Last night at dinner with my two young daughters, my husband, and my father, the five of us went around the table trading news of our days, the good parts and the bad. When my turn came, I said, "Well, this didn't so much as happen to me today, but I'm thinking that I"m going to shave my head." Really, I meant buzz my hair pretty short with electric clippers. But saying "shave" sounds a whole lot more exciting. I directed a big smile directed at the girls, one of whom immediately started crying.

"But Mom, I don't want you to cut off your hair. You'll be so UG-LY. Don't do it, don't do it, don't do it."

My father and my husband stared down at their plates while she spoke. Neither of them laughed at her melodrama. Mark had already commented earlier in the week. He prefers me with long hair, but won't argue with my decision. My father, I'm sure, was just trying to be respectful and therefore remained quiet.

In the quiet, after my daughter's comments I found myself riling up inside. I know my five year old is not alone in her opinion. Especially in Christian culture, where people toss around scriptures about women's hair being their glory, yada yada. The other thing I know that's true is that hair is associated with beauty in women--in secular or sacred culture. So what my daughter says is true: in a black-and-white, fitting-the-mold-is-what-matters, kindergartener view of the world, I'll be ugly.

Many of us know ugliness is an unpardonable sin in a woman.

I hadn't given up on my five year old, though. "Hey," I said, "If you want to shave yours too, we could do it together." I was picturing a female-bonding sort of thing while hanging our heads over the bathroom sink, sneezing together from all the short hairs we inhaled. For a brief moment I imagined how life altering this memory could be for my daughter. One day, she and her mother shaved their heads together, symbolically and actually forsaking externally imposed standards of female beauty. She and her mother lived to tell about it. This one subversive act would alter the course of her thinking for the rest of her life: she would remember how once she defied sexual objectification of herself, and she could defy it again, perhaps not with electric clippers, but with words, with confidence, with truth--in her workplace, in her classroom, in her service to others.

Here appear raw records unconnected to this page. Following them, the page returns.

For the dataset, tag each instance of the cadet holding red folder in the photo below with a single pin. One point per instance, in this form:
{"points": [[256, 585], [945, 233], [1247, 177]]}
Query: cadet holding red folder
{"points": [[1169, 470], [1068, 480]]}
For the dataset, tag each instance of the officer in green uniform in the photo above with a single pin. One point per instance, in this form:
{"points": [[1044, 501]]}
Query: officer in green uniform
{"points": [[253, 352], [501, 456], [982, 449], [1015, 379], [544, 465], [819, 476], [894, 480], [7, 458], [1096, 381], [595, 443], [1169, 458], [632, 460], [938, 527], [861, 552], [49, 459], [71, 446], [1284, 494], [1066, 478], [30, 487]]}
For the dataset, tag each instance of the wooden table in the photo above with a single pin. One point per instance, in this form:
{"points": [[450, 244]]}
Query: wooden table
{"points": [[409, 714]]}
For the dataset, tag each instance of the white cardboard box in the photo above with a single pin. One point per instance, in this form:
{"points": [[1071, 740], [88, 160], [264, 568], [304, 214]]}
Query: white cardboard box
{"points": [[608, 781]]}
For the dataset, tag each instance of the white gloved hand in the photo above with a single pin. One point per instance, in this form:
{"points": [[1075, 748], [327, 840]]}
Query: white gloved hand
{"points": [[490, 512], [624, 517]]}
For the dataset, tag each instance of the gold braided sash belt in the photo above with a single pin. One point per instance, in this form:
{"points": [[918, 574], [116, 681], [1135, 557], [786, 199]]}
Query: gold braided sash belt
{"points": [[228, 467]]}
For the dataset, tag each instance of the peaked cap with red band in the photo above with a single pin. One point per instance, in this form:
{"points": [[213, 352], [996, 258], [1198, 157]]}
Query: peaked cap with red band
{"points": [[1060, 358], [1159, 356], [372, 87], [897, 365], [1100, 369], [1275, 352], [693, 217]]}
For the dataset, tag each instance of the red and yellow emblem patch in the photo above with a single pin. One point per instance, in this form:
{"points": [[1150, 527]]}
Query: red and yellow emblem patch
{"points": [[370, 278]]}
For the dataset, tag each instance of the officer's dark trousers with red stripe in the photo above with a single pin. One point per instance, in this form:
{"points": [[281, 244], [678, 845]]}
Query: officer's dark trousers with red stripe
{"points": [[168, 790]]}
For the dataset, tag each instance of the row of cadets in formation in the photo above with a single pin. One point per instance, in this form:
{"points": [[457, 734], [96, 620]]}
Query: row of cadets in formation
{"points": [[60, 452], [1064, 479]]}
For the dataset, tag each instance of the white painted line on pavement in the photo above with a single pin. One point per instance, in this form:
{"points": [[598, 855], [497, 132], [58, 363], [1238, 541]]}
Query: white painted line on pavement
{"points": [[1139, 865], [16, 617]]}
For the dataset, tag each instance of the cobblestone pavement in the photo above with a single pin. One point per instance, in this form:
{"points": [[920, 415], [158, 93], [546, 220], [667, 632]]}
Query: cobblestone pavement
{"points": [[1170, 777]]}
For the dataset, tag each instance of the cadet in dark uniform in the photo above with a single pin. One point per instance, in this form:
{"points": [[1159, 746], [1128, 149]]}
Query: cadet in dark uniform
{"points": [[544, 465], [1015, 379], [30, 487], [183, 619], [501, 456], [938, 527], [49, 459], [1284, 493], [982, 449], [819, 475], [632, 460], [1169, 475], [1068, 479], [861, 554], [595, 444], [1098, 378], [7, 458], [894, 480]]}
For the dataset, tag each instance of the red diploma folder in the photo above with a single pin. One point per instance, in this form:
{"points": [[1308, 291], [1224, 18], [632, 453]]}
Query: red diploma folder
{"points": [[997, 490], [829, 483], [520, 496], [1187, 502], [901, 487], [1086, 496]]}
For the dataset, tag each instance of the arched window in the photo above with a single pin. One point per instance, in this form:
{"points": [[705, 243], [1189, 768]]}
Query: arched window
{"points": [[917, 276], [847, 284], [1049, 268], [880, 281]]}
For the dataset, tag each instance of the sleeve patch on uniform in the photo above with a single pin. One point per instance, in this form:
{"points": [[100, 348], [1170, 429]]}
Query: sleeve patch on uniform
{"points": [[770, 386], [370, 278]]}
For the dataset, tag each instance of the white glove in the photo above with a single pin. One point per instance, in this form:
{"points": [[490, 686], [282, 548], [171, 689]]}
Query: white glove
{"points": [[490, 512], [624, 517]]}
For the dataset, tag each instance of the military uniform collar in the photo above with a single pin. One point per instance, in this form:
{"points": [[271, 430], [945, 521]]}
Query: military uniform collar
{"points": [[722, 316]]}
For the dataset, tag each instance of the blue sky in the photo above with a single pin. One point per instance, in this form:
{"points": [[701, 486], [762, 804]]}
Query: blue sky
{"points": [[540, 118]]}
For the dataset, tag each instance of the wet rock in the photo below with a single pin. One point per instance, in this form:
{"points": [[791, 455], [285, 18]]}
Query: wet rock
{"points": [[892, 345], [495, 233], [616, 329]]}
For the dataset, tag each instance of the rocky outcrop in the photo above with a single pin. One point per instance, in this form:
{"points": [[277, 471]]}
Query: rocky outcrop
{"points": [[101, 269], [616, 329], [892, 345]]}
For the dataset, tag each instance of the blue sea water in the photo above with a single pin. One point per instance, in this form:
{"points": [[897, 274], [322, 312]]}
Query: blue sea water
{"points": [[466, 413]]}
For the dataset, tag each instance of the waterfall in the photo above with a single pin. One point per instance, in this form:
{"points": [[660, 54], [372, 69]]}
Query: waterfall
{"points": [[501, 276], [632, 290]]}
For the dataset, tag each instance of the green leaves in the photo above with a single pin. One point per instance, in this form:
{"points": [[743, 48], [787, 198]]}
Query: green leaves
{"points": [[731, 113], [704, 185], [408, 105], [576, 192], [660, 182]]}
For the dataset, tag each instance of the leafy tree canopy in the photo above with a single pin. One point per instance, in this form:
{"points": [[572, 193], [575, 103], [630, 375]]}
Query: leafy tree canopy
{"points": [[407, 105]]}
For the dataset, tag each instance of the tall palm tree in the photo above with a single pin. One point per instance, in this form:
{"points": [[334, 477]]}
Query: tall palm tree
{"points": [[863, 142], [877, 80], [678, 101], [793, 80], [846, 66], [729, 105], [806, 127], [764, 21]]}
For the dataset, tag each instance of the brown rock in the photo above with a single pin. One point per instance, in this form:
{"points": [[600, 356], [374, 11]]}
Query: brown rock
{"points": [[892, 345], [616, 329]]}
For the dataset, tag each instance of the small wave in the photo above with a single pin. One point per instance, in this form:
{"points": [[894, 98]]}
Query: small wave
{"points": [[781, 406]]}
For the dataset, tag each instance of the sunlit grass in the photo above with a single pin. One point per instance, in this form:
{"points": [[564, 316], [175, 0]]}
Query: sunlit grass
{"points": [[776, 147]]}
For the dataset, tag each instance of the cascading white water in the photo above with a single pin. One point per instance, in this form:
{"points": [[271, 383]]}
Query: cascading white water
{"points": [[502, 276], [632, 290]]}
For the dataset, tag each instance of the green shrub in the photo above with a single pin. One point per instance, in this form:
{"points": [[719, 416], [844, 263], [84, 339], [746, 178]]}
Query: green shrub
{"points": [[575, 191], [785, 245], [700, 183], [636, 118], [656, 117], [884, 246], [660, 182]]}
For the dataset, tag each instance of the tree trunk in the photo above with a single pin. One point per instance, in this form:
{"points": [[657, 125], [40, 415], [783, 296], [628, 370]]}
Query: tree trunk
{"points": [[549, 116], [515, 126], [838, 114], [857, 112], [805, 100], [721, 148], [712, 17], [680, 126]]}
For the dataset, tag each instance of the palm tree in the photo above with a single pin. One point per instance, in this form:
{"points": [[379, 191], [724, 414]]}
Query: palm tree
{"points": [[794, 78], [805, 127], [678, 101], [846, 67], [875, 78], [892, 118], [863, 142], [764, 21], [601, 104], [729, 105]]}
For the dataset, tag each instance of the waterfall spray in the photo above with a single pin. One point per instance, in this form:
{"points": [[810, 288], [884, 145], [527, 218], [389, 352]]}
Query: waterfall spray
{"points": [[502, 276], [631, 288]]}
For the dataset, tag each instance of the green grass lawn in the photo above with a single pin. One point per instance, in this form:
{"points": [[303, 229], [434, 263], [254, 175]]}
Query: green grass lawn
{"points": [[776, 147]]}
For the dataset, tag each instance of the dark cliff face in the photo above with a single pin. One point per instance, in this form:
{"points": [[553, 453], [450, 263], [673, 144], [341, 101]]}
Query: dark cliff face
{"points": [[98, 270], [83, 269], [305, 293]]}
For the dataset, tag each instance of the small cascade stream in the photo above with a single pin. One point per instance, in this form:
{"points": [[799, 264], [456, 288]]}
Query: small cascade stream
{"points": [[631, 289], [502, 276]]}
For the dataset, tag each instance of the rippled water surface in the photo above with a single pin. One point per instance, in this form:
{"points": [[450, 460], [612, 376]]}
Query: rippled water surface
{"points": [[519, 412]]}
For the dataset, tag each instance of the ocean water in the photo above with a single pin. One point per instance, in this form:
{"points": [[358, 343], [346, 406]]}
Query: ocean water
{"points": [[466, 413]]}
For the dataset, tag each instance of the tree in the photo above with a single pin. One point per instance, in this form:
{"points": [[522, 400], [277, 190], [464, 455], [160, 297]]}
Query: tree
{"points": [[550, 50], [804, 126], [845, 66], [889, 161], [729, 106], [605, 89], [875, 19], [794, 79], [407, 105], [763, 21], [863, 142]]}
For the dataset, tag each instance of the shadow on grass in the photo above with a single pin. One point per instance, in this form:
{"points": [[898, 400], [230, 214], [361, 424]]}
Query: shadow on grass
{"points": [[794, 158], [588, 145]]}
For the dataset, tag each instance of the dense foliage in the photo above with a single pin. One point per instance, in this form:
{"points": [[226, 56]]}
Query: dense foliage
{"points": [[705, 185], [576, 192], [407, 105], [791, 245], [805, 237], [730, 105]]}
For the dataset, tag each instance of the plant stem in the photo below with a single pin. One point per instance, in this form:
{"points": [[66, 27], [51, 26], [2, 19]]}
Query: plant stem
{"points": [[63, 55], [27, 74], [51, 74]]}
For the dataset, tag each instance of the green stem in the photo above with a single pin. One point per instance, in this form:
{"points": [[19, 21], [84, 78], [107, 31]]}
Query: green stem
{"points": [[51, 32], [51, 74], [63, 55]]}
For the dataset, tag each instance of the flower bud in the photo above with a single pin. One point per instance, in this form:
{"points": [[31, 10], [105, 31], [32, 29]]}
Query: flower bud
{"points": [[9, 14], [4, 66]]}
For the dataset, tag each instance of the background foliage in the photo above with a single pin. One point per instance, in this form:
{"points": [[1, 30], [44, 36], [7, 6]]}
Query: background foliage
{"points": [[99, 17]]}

But my daughter, still distraught, asked, "Why??! Why would I do that when you know I've been trying to grow it out?" She grabbed the ends of her hair and held them up for me to see.

2 comments:

ABG said...

i think you're beautiful where it counts, heather. (cheesy grin)

on a more serious note, i get it and i want you to hear the sound of my applause across the feet of snow and few blocks that separate us!

nancy said...

me too. and even where it doesn't count, short hair, long hair, or no hair - you look mah-vuh-lous dahling.